Bryan Sheehan

Personal information
- Native name: Brian Ó Síocháin (Irish)
- Born: 25 August 1985 (age 41) Tralee, Ireland
- Occupation: Quantity surveyor
- Height: 1.9 m (6 ft 3 in)

Sport
- Sport: Gaelic football
- Position: Midfield

Club
- Years: Club
- 2002–: St Mary's

Club titles
- Kerry titles: 5

Inter-county*
- Years: County / Apps (scores)
- 2005–2017: Kerry / 66 (6–161)

Inter-county titles
- Munster titles: 9
- All-Irelands: 5
- NFL: 3
- All Stars: 1
- *Inter County team apps and scores correct as of 19 November 2017.

= Bryan Sheehan =

Kerry Gaelic footballer

Bryan Sheehan (born 25 August 1985) is an Irish Gaelic footballer with the St Mary's club in Cahirciveen, South Kerry divisional side and, formerly, the Kerry county team. He won five All-Ireland SFC medals (2004, 2006, 2007, 2009, 2014).

==Career==

Club

At club level, Sheehan lined out successfully with both St Mary's Cahersiveen and South Kerry.

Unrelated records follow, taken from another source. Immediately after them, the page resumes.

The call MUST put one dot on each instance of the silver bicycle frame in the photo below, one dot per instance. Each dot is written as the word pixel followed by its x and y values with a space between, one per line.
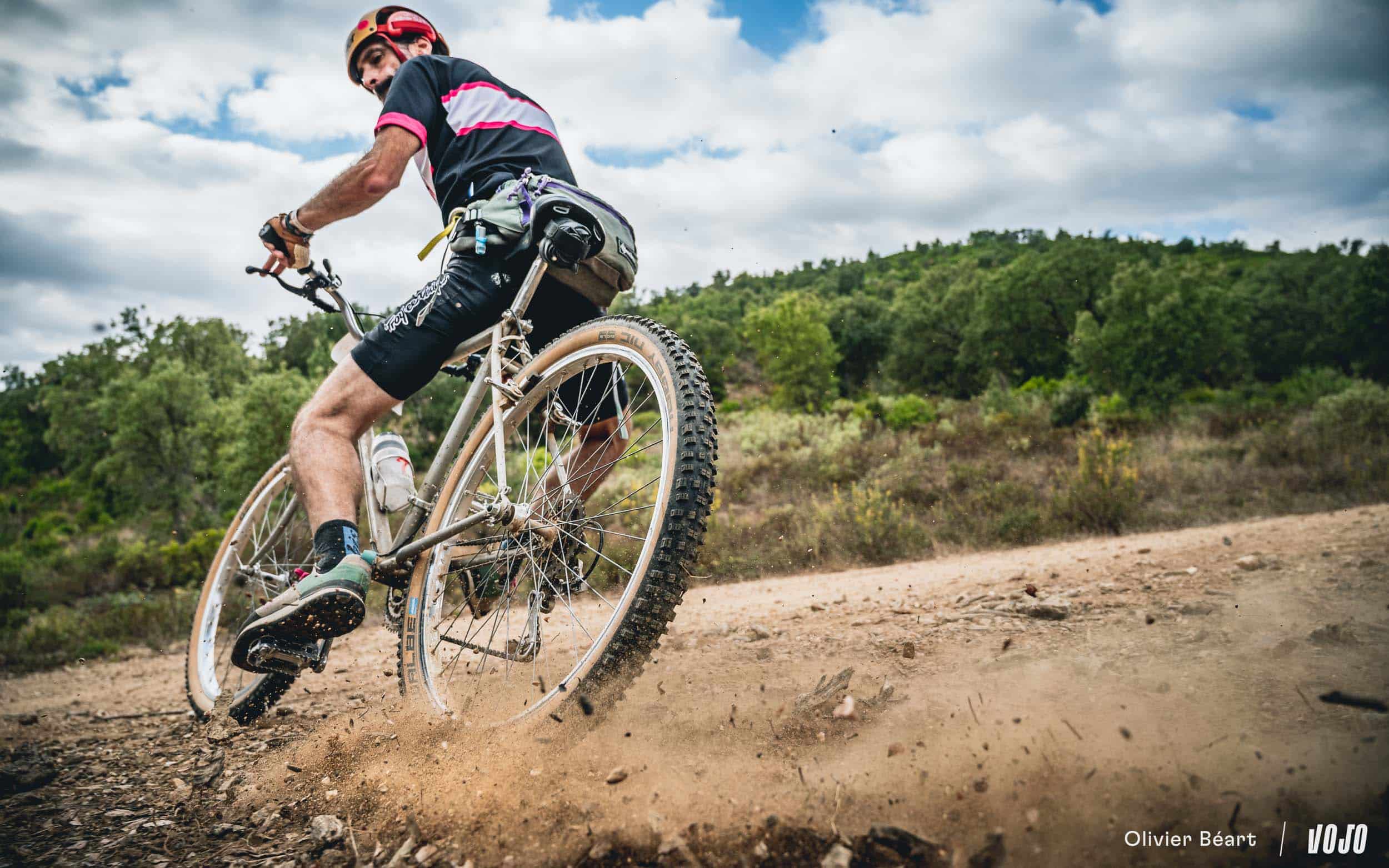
pixel 393 548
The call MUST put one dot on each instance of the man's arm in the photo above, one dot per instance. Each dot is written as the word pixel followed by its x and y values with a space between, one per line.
pixel 360 187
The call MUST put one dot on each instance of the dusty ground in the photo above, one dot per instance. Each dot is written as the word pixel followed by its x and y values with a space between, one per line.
pixel 1174 692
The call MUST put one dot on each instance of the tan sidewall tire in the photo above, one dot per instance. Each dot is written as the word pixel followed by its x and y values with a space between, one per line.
pixel 682 509
pixel 268 689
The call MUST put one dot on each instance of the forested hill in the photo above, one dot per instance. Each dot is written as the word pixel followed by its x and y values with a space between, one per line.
pixel 123 461
pixel 1142 318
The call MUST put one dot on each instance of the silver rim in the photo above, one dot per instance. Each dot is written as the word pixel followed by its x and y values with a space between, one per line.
pixel 614 542
pixel 274 527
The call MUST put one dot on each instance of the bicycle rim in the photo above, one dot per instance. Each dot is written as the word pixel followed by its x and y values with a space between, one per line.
pixel 476 664
pixel 273 525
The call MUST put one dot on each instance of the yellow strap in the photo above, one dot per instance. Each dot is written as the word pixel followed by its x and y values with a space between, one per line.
pixel 453 221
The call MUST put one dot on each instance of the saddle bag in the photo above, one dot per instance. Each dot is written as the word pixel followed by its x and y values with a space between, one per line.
pixel 516 217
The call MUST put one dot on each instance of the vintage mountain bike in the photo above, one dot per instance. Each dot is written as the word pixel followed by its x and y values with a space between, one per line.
pixel 513 599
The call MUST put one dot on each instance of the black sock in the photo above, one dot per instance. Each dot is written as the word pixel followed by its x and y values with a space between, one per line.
pixel 332 542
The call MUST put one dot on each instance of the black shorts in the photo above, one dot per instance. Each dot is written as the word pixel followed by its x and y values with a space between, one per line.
pixel 406 349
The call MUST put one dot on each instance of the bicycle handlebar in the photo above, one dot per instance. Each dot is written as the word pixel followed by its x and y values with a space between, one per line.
pixel 316 281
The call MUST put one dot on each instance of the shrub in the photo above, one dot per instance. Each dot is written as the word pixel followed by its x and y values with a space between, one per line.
pixel 1102 491
pixel 910 412
pixel 871 524
pixel 1115 412
pixel 1362 410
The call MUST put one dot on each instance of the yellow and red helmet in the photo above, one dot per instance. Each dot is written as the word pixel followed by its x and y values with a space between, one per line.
pixel 391 23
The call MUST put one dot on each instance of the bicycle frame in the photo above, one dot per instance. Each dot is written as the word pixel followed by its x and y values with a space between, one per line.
pixel 398 548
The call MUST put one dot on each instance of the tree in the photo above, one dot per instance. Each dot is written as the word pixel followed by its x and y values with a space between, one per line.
pixel 1024 312
pixel 1165 329
pixel 252 429
pixel 795 349
pixel 930 317
pixel 159 446
pixel 862 328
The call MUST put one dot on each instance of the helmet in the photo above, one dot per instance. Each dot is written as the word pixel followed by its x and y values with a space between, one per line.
pixel 391 23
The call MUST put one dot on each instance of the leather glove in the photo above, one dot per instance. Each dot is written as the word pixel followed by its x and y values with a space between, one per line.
pixel 288 246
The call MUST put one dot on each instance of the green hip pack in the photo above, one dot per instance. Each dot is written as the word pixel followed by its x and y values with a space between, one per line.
pixel 514 217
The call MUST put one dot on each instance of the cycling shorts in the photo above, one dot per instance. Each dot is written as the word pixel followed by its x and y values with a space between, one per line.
pixel 406 349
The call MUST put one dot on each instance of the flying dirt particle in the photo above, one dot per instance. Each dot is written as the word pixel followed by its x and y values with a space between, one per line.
pixel 1337 698
pixel 840 856
pixel 846 710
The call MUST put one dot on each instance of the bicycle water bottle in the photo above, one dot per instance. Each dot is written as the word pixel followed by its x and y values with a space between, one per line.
pixel 393 480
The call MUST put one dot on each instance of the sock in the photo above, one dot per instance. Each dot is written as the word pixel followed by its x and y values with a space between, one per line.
pixel 332 542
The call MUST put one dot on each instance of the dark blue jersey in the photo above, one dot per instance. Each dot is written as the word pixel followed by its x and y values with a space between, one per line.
pixel 474 131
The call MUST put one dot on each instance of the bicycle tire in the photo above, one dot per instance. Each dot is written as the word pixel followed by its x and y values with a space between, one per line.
pixel 264 691
pixel 688 496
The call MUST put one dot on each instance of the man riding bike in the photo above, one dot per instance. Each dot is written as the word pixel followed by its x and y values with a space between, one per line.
pixel 467 132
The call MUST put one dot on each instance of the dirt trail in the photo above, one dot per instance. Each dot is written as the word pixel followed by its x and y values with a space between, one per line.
pixel 1171 692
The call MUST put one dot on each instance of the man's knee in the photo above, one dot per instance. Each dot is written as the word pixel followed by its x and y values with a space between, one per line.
pixel 345 404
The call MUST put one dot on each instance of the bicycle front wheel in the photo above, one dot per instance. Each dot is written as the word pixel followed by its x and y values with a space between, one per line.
pixel 502 624
pixel 267 542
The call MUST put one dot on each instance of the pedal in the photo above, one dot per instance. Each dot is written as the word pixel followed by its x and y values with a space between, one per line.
pixel 287 658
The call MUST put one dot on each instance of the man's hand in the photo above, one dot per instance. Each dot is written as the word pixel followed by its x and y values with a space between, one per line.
pixel 288 249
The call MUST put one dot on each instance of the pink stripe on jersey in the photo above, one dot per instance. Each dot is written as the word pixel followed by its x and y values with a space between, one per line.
pixel 471 85
pixel 484 106
pixel 395 118
pixel 501 124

His first major success with St. Mary's was winning a Kerry County Football League - Division 1 title in 2003. He would have to wait until 2010 before he got his next success at county level as the club won the Kerry Junior Football Championship. He later added a Munster Junior Club Football Championship after a win over Limerick side Bruree in the final. He later lined out in Croke Park in the All-Ireland Junior Club Football Championship final. He picked up a winners medal after a win over Cavan side Swanlinbar on a 3-13 to 1-05 scoreline.

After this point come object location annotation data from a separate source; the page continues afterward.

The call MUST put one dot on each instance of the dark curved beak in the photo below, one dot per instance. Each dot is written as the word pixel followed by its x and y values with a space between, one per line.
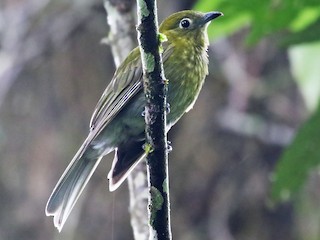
pixel 210 16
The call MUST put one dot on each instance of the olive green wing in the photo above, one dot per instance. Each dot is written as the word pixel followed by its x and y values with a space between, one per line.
pixel 126 83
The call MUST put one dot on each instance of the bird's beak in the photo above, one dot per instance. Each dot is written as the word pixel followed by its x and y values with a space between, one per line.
pixel 210 16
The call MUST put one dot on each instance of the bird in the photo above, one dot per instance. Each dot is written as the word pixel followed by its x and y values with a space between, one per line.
pixel 117 124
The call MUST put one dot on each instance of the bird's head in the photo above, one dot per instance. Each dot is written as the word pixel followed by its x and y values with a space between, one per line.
pixel 188 26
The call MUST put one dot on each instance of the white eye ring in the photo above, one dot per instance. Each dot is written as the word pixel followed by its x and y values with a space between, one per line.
pixel 185 23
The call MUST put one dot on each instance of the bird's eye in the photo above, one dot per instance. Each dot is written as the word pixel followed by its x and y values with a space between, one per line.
pixel 185 23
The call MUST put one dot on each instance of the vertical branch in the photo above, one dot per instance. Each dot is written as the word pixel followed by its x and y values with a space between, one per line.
pixel 122 38
pixel 156 140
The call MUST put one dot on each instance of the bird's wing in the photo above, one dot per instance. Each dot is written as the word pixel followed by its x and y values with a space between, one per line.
pixel 126 83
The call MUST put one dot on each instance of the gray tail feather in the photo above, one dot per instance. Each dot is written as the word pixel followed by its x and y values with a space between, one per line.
pixel 70 186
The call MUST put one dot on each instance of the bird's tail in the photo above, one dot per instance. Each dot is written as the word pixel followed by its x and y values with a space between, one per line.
pixel 71 184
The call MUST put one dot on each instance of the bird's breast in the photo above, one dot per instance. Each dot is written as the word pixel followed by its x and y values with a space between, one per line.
pixel 185 69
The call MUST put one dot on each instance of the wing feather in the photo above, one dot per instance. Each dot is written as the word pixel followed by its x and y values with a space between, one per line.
pixel 126 83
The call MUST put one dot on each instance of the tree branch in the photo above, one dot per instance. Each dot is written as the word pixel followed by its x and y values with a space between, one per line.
pixel 155 88
pixel 122 38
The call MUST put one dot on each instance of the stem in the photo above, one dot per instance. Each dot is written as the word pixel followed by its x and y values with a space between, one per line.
pixel 155 89
pixel 122 39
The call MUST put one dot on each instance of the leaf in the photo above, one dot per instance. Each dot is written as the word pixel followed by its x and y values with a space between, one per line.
pixel 304 63
pixel 298 160
pixel 264 17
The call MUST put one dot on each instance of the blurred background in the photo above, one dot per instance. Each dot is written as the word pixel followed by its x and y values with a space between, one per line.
pixel 245 160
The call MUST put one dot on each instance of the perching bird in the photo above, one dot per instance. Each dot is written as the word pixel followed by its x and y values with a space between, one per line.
pixel 117 123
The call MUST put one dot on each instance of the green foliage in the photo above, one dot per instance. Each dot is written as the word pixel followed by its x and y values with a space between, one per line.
pixel 298 160
pixel 291 22
pixel 264 17
pixel 304 61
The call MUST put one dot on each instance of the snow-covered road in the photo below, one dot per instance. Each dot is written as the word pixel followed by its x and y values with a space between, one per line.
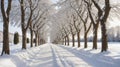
pixel 51 55
pixel 48 55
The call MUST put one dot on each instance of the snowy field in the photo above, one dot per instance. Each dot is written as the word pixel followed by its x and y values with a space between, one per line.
pixel 50 55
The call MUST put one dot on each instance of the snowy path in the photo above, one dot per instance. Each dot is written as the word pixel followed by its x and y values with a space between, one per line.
pixel 48 56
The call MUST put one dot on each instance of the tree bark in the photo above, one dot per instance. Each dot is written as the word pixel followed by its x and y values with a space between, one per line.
pixel 5 15
pixel 78 37
pixel 104 37
pixel 65 40
pixel 24 39
pixel 85 39
pixel 95 37
pixel 68 40
pixel 73 39
pixel 31 32
pixel 36 39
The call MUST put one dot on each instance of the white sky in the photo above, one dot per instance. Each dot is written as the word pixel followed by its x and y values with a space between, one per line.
pixel 13 29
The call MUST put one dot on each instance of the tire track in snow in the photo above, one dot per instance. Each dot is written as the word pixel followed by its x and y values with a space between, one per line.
pixel 58 58
pixel 69 58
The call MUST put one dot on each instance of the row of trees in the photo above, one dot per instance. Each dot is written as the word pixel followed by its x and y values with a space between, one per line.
pixel 80 18
pixel 29 15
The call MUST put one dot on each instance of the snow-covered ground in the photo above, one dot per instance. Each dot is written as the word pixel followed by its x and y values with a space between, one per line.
pixel 51 55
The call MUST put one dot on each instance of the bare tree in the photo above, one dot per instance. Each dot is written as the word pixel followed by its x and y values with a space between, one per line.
pixel 5 15
pixel 103 14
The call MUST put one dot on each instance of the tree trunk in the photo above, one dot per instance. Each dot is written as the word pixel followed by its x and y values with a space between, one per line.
pixel 5 10
pixel 31 38
pixel 36 39
pixel 78 37
pixel 24 39
pixel 85 39
pixel 39 40
pixel 104 37
pixel 65 40
pixel 5 38
pixel 95 37
pixel 73 40
pixel 68 40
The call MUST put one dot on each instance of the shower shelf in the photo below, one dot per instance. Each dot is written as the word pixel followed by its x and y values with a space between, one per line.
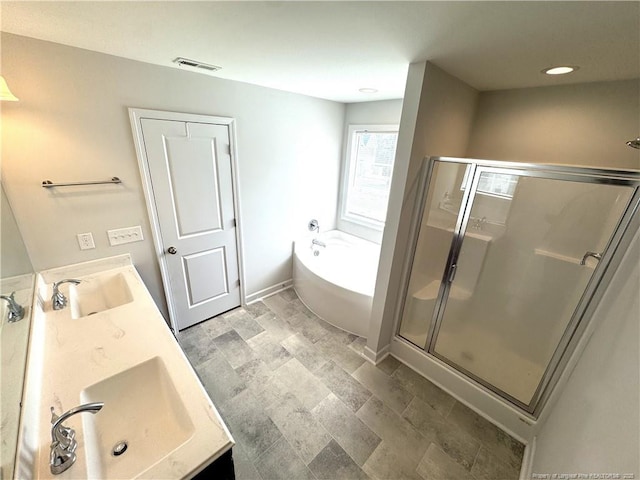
pixel 50 184
pixel 558 256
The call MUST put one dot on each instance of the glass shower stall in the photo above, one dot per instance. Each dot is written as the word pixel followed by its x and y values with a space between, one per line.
pixel 506 264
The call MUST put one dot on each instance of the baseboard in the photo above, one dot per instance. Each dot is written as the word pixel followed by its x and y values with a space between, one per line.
pixel 526 470
pixel 265 292
pixel 376 357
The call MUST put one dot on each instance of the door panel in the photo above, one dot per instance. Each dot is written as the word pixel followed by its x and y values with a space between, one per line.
pixel 188 189
pixel 190 170
pixel 206 275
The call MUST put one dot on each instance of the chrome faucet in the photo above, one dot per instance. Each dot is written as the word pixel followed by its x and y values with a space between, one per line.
pixel 63 441
pixel 58 300
pixel 597 256
pixel 16 311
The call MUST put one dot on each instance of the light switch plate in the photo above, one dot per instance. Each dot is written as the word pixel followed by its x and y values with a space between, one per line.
pixel 125 235
pixel 85 240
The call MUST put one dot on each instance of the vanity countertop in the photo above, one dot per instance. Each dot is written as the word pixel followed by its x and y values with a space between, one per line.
pixel 116 353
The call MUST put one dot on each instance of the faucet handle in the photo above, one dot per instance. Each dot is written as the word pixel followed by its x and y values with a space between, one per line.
pixel 64 436
pixel 60 459
pixel 58 300
pixel 54 417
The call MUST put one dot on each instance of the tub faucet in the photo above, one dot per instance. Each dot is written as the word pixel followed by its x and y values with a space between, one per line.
pixel 15 310
pixel 58 300
pixel 63 441
pixel 317 242
pixel 478 223
pixel 314 225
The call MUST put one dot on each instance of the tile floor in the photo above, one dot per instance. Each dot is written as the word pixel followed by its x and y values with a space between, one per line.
pixel 302 403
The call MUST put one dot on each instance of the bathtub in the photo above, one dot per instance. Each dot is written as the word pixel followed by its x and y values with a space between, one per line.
pixel 338 284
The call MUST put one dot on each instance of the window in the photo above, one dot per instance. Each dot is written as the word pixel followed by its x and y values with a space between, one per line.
pixel 494 184
pixel 367 174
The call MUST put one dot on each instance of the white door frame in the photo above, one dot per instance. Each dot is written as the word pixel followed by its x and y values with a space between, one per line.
pixel 135 115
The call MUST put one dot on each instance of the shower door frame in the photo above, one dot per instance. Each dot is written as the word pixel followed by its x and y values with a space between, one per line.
pixel 623 232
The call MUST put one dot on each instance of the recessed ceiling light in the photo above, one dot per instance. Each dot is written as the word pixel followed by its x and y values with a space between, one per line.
pixel 559 70
pixel 186 62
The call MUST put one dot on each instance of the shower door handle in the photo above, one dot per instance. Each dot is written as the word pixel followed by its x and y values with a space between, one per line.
pixel 452 272
pixel 596 255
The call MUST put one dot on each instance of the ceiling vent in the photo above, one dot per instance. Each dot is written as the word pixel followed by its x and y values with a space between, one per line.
pixel 185 62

His next major success was in 2015 when he won a Kerry Intermediate Football Championship title after a win over Spa in the final. He later added a Munster Intermediate Club Football Championship after a win over Carrigaline He later lead his side to the 2015–16 All-Ireland Intermediate Club Football Championship in Croke Park after a win over Hollymount Carramore.

He has also had much success in the South Kerry Senior Football Championship. Where to date he has won 16 titles.

He also had much success with the South Kerry divisional team. He won five Kerry Senior Football Championship titles from 2004-06, 2009 and as captain in 2015.

==Intercounty==

Minor

He was part of the Kerry squad for the 2001 to 2003 All-Ireland Minor Football Championships, winning the Munster Minor Football Championship on all 3 occasions. He played in goal for 2 of those wins in 2001 and 2002, captaining the 2002 team.

Under 21

He played with the Kerry Under 21 team in the 2003 Munster Under-21 Football Championshipfinal as a goalkeeper in a surprise loss to Waterford. He played from 2004 to 2006 but had little success.

Senior

He joined the Kerry senior team during the 2004 All-Ireland Senior Football Championship where he was part of the winning panel.

He made his debut during the 2005 National League.

In November 2017, Sheehan announced his retirement from inter-county football.